Business Insider editor Henry Blodget is a smart guy with many great ideas, but using Walmart, McDonald's, and Starbucks as whipping boys for the decline of the middle class isn't one of them.
Blodget argues that these large companies are getting rich on the backs of their employees by paying them poverty-level wages when they could pay more. Looking out across America from the ramparts of Manhattan's ivory towers, it may look like the peasants are laboring in the fields with children strapped to their backs, trying to scratch enough food from the land to keep themselves barely alive while planting and harvesting the crops that will go into the bulging granaries of the king and his nobles.
What you can't see because you're too far away to make out the details, is that most of those peasants are grateful they have a job, now that bad government policies, Wall Street manipulation, and global capitalism have made it so difficult to make things in America, sell them abroad, and share the profits with the hands that made them.
You can't see, because you're too far away, that millions of those workers are teens and young adults who experienced the thrill of receiving their first real paychecks from those companies, who are typically passing through on their way to other careers, doing what generations have done before, and whose earnings help underwrite their college educations, their first cars, their weddings and baby clothes, and, believe it or not, giving them the chance to develop working habits and skills that will one day serve them well as professionals, executives, and entrepreneurs.
I'm not defending the companies, but I am defending the facts and attacking the perception that it's somehow predatory in a capitalistic system for a private enterprise to pay wages that the market will bear, because the bad choices of others have made the market cheap.
When my peers were teenagers, we mowed lawns, washed cars, delivered newspapers, babysat, and did whatever we could to earn our spending money and fill our bellies while we went to college. A friend of mine who was in college went to the supermarket every Friday, bought ingredients for hero sandwiches, took them back to her dorm, and sold sandwiches each weekend to her starving fellow students to earn the money to pay for her textbooks.
Today, she might be pouring overpriced coffee at Starbucks, learning about how a tightly-run store operates, enjoying modest benefits like health insurance, learning teamwork, and having the satisfaction of knowing that a complete stranger values her time and is willing to pay her for it at a market-competitive rate.
Every year, McDonald's hires nearly a half million who will work a summer, a semester, a school year, to earn their gas, clothes, and recreation money so they don't have to ask Mom and Dad.
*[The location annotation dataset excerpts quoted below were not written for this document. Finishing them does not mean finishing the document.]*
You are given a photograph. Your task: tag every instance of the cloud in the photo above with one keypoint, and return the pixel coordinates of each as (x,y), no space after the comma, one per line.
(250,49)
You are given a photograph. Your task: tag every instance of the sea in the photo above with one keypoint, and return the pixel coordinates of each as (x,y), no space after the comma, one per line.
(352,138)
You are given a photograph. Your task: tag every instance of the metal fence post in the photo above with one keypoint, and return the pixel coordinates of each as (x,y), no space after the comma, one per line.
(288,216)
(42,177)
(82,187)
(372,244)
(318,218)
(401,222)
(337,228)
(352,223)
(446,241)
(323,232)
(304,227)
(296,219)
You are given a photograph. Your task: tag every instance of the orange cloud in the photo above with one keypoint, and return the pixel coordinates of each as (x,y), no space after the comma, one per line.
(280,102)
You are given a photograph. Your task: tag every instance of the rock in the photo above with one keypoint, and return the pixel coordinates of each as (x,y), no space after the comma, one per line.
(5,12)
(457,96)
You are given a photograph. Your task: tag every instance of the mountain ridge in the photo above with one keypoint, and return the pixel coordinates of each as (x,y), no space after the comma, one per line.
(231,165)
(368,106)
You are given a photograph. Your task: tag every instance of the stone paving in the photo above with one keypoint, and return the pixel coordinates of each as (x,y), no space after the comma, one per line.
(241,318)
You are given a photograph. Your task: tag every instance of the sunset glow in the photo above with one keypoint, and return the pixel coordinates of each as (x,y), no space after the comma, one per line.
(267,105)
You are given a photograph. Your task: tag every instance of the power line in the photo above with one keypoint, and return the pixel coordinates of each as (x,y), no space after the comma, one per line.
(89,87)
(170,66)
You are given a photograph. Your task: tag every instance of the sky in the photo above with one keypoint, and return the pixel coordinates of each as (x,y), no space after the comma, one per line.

For as long as they work there, they will be trained, they will learn what it means to be on time, arrive prepared, operate as part of a team, and if they stick around for two or so years, they can be promoted to shift manager and run a store with up to a dozen employees under their wings. How many businesses can you name that would give an 18-year-old that much leadership responsibility.
Great enterprises often begin modestly. What happens to these oppressed peasants after they leave? In the case of McDonald's, many become executives or go on to own franchises and become entrepreneurs. You might be surprised by the people who started at McDonald's and ended up in unlikely places: Jeff Bezos, who founded Amazon; Andrew H. Card, Jr., who was President George W. Bush's chief of staff; Leroy Chiao, who went on to become an astronaut; actress Andie MacDowell; Jay Leno, who credits his McDonald's boss in Andover, Massachusetts with encouraging him to enter a company talent show that proved to be the sparker that started his career.
Finally, I would argue that you've overlooked a global aspect: Walmart, McDonald's, and Starbucks are exporters of American culture. They harvest a portion of their profits overseas, profits that ultimately are reflected in the prices of their stocks, which are owned by American investors, among others, and in the case of McDonald's, have been returned to shareholders in the form of dividends paid and RAISED every year since 1976.
Like a fine painting, you often have to get up close to see all the tiny brush-strokes that made it so beautiful. I encourage you to cross the Hudson one of these days and see what's really happening in the vineyards and fields across America.